Ils sont fréquents, ils surviennent au moment ou dans les heures suivant la perfusion.
Il existe de nombreux traitements efficaces souvent à prendre avant les perfusions de façon préventive.
On peut y adjoindre parfois des anxiolytiques.

Pour les combattre :

  • bien prendre les anti-émétiques avant les séances,
  • boire beaucoup, des boissons froides ou glacées, éventuellement gazeuses,
  • éviter de manger avant les séances,
  • fractionner l’alimentation en 5à 6 prises.

La persistance de nausées et de vomissements de façon importante n’est pas normale et implique l’avis de votre médecin.

*La diarrhée

Liée en général à une irritation de la muqueuse digestive, elle est en général contrôlé par des règles hygièno-diététiques et par des médicaments ralentissant le transit intestinal.

Pour l’éviter :

  • repas fractionné
  • boisson abondante, coca-cola dégazé
  • privilégier les viandes maigres, les légumes en purée, les fruits cuits épluchés, les laitages pauvres en matière grasse.

*La constipation

Elle est souvent due aux médicaments soit antiémétiques, soit antalgiques.

Le meilleur traitement reste : boire abondamment plus, d’un litre et demi par jour.

*Les mucites (irritation de la bouche)

La bouche est particulièrement menacée par la chimiothérapie. Les lésions buccales et dentaires sont fréquentes.

Pour les prévenir des mesures d’hygiènes buccales sont indispensables :

  • nettoyage des dents 2 fois par jour,
  • faire des bains de bouche,
  • maintien de la salivation (mâcher du chewing-gum).

*Les modifications de la formule sanguine

C’est la moelle osseuse qui produit les cellules sanguines : globules rouges, globules blancs et plaquettes. Il s’agit d’un tissu très actif qui renouvelle le sang en permanence. Ce tissu est donc très sensible à la chimiothérapie. Cette baisse des éléments du sang est en général sans traduction clinique, souvent transitoire et de courte durée.

La baisse des globules rouges et de l’hémoglobine s’appelle une anémie. Le plus souvent elle passera inaperçue. Parfois, si elle est importante, elle peut être marquée par une pâleur, une fatigue, un essoufflement, des palpitations, parfois des étourdissements. Il faut le signaler à votre médecin car une transfusion peut s’avérer nécessaire. On peut également recevoir de l’EPO qui est un facteur de croissance des globules rouges.
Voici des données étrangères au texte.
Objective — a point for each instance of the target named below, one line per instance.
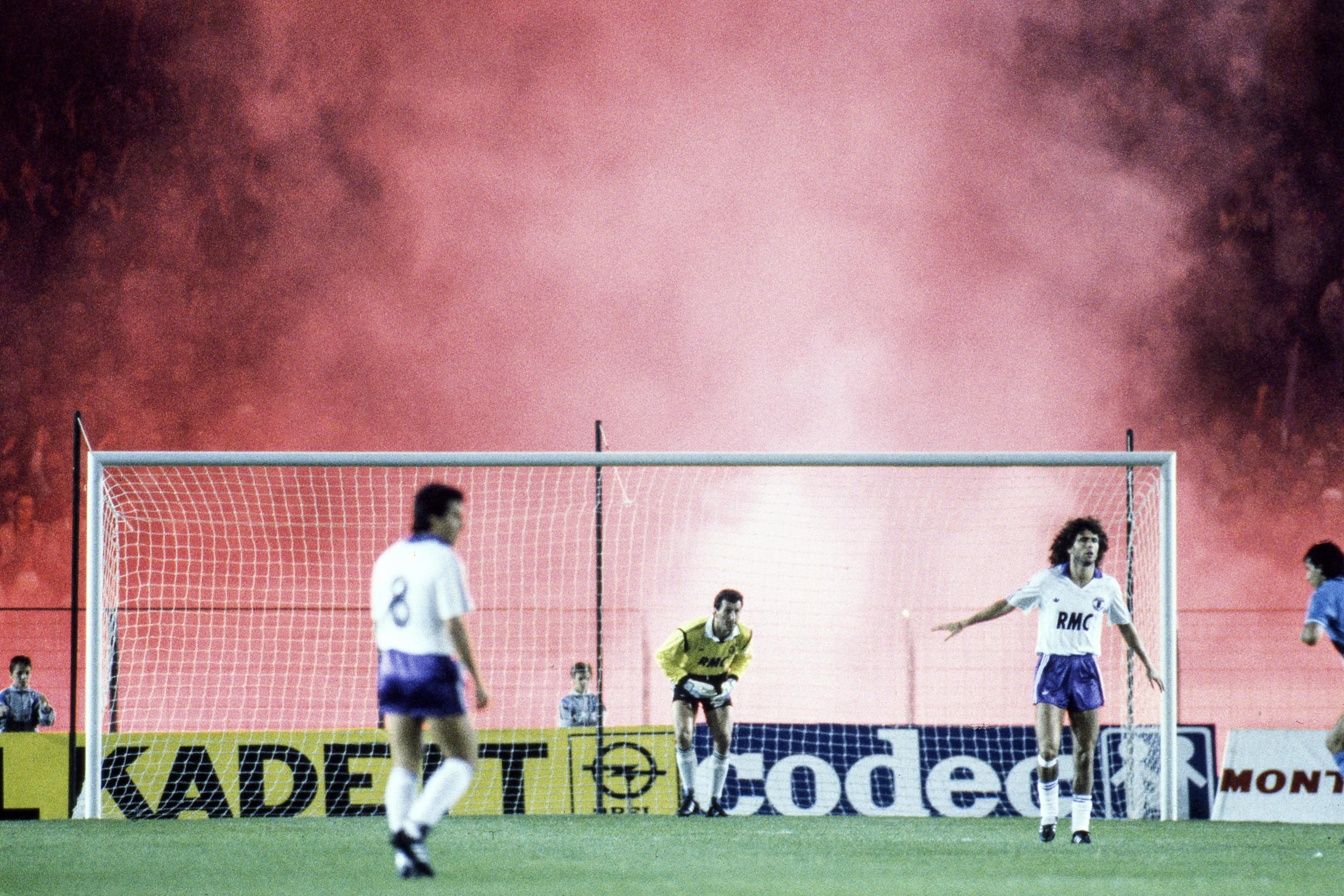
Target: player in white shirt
(1074, 600)
(418, 596)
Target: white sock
(441, 792)
(1049, 794)
(401, 793)
(721, 774)
(1083, 812)
(686, 765)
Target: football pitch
(660, 855)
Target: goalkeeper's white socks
(441, 792)
(720, 766)
(1049, 794)
(1083, 812)
(401, 794)
(686, 765)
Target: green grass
(659, 855)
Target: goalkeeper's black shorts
(682, 695)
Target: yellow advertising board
(34, 776)
(343, 773)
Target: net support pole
(93, 644)
(72, 754)
(597, 601)
(1170, 760)
(1132, 778)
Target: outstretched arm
(998, 609)
(1131, 637)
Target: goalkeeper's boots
(689, 805)
(413, 859)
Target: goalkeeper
(703, 659)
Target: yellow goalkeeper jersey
(694, 651)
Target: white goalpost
(230, 660)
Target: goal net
(232, 667)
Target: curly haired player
(1073, 600)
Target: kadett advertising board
(1279, 776)
(775, 769)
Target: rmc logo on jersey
(1073, 621)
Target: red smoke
(713, 226)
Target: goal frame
(1164, 461)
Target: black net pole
(597, 542)
(73, 769)
(1129, 602)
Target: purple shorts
(1069, 682)
(420, 686)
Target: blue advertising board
(941, 770)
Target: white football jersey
(417, 586)
(1072, 619)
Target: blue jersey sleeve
(1327, 610)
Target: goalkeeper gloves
(701, 690)
(725, 690)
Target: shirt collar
(425, 537)
(709, 632)
(1064, 571)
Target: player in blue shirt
(1326, 614)
(22, 708)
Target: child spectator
(22, 708)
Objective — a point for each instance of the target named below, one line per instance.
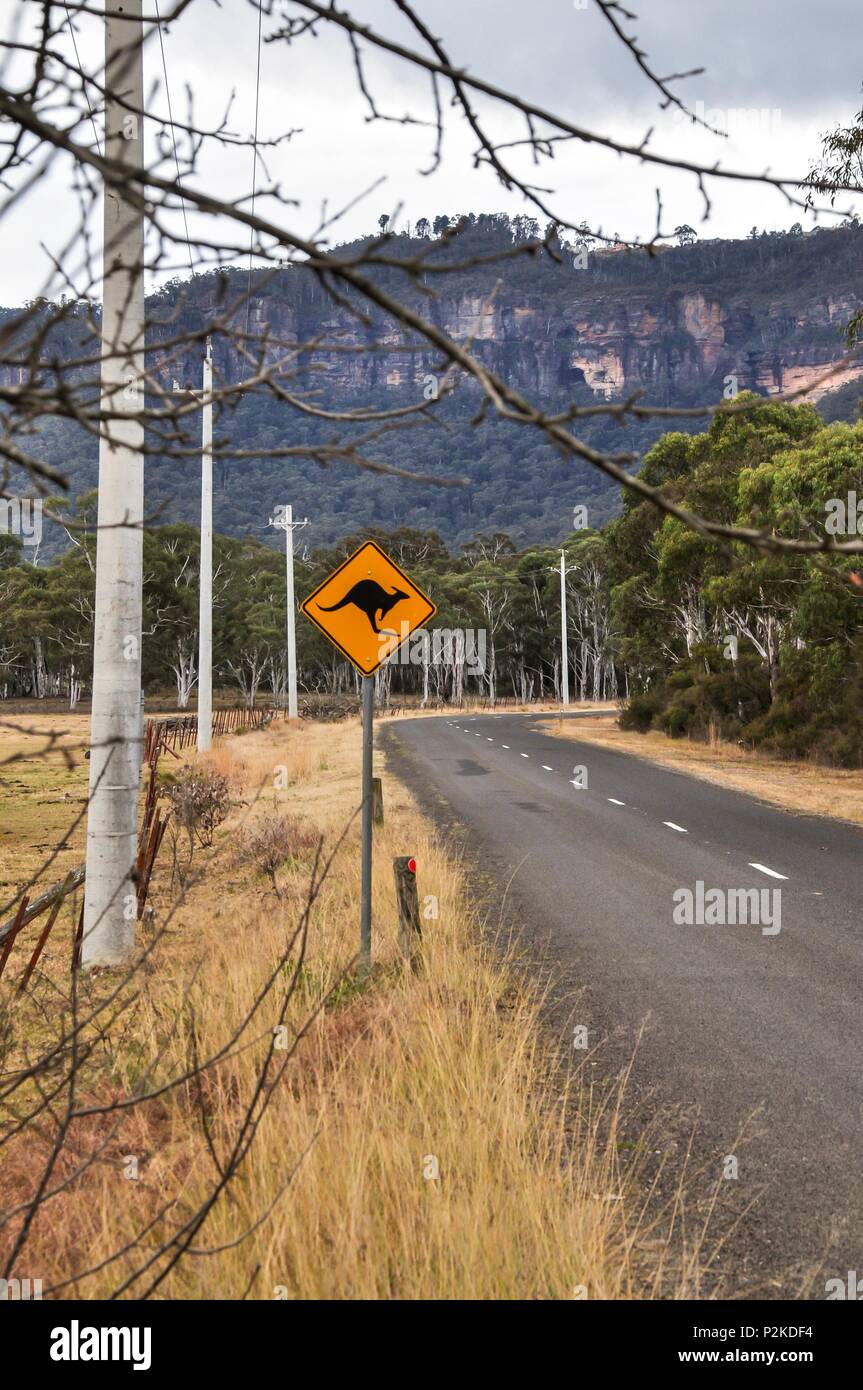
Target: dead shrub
(275, 841)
La baisse des globules blancs correspond à une neutropénie ; ce sont les globules blancs neutrophiles qui sont les plus sensibles, ils sont nécessaires à la lutte contre l’infection. Leur baisse entraîne un risque de fièvre et de surinfection.

Une neutropénie sans fièvre ne nécessite pas d’antibiotiques.
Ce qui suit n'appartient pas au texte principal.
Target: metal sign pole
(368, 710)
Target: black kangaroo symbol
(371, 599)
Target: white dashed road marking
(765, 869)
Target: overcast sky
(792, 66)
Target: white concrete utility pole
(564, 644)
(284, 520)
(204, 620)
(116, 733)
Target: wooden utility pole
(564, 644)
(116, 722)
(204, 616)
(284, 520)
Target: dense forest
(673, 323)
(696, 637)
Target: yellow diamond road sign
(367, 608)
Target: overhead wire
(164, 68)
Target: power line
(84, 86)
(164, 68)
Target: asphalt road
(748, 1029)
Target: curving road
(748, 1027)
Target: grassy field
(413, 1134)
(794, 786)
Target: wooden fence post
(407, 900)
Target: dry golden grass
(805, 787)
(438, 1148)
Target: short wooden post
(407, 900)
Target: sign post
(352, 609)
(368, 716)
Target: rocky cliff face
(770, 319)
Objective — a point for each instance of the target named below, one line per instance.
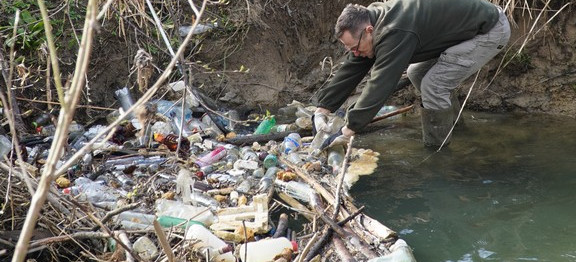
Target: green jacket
(405, 31)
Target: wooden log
(341, 250)
(244, 140)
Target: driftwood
(244, 140)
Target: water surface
(504, 190)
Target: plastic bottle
(283, 128)
(294, 158)
(245, 164)
(91, 191)
(123, 95)
(335, 158)
(295, 189)
(200, 233)
(304, 122)
(267, 180)
(291, 142)
(5, 145)
(180, 210)
(248, 154)
(258, 173)
(265, 126)
(50, 130)
(145, 248)
(135, 220)
(211, 157)
(200, 28)
(270, 160)
(265, 249)
(244, 186)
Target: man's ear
(370, 29)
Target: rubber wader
(436, 125)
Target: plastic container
(265, 126)
(135, 220)
(294, 158)
(199, 29)
(248, 154)
(295, 189)
(284, 128)
(270, 160)
(335, 158)
(264, 250)
(200, 233)
(5, 145)
(267, 180)
(244, 186)
(91, 191)
(291, 143)
(145, 248)
(50, 130)
(211, 157)
(245, 164)
(304, 122)
(123, 95)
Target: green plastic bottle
(265, 126)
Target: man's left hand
(342, 137)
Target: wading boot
(436, 125)
(456, 109)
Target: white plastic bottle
(291, 142)
(295, 189)
(198, 232)
(265, 249)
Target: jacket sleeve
(344, 82)
(393, 55)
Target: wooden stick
(341, 178)
(393, 113)
(341, 250)
(163, 241)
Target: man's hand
(342, 137)
(320, 121)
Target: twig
(52, 49)
(163, 241)
(341, 178)
(114, 212)
(60, 138)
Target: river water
(504, 190)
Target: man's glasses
(355, 48)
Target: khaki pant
(436, 78)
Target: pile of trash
(170, 184)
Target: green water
(503, 191)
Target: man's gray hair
(351, 19)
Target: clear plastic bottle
(177, 209)
(295, 189)
(284, 128)
(200, 233)
(270, 160)
(335, 158)
(145, 248)
(248, 154)
(304, 122)
(267, 180)
(265, 126)
(92, 191)
(291, 143)
(264, 250)
(211, 157)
Il faut éviter toutes les causes possibles d’infection (lieux publics ; personnes infectées).

Une neutropénie avec fièvre nécessite l’avis de votre médecin traitant, une antibiothérapie peut être nécessaire, parfois en intra-veineuse au cours d’une hospitalisation.

Dans certain cas votre médecin pourra être amené à vous prescrire des facteurs de croissance des neutrophiles, facteurs qui sont administrés par voie sous cutané.

La baisse des plaquettes ou thrombopénie peut entraîner des saignements (saignement des gencives, du nez, d’une plaie, hématome spontané). En cas de baisse importante ou de saignement, votre médecin peut être amené à vous faire transfuser des plaquettes.

La chute des cheveux

Dans certains cas, la chute des cheveux est inévitable ; ce n’est pas grave, ils repoussent normalement dès que le traitement est terminé, mais c’est une complication moralement difficile à accepter.

Certains hommes choisiront de rester chauve, sinon il faut porter une perruque qui est partiellement prise en charge par la Sécurité Sociale. Certaines caisses remboursent la perruque sur la base d’un forfait. Certaines mutuelles prennent en charge le reste du remboursement. Le prix des perruques est très variable en fonction de la qualité. Il y a tout intérêt à se renseigner avant, auprès des mutuelles pour évaluer les coûts.

Le casque réfrigérant est le seul traitement préventif contre la chute des cheveux. Le froid par l’intermédiaire du casque entraîne une contraction des vaisseaux du cuir chevelu ce qui diminue l’arrivée des produits de chimiothérapie au niveau des cheveux et limite la chute.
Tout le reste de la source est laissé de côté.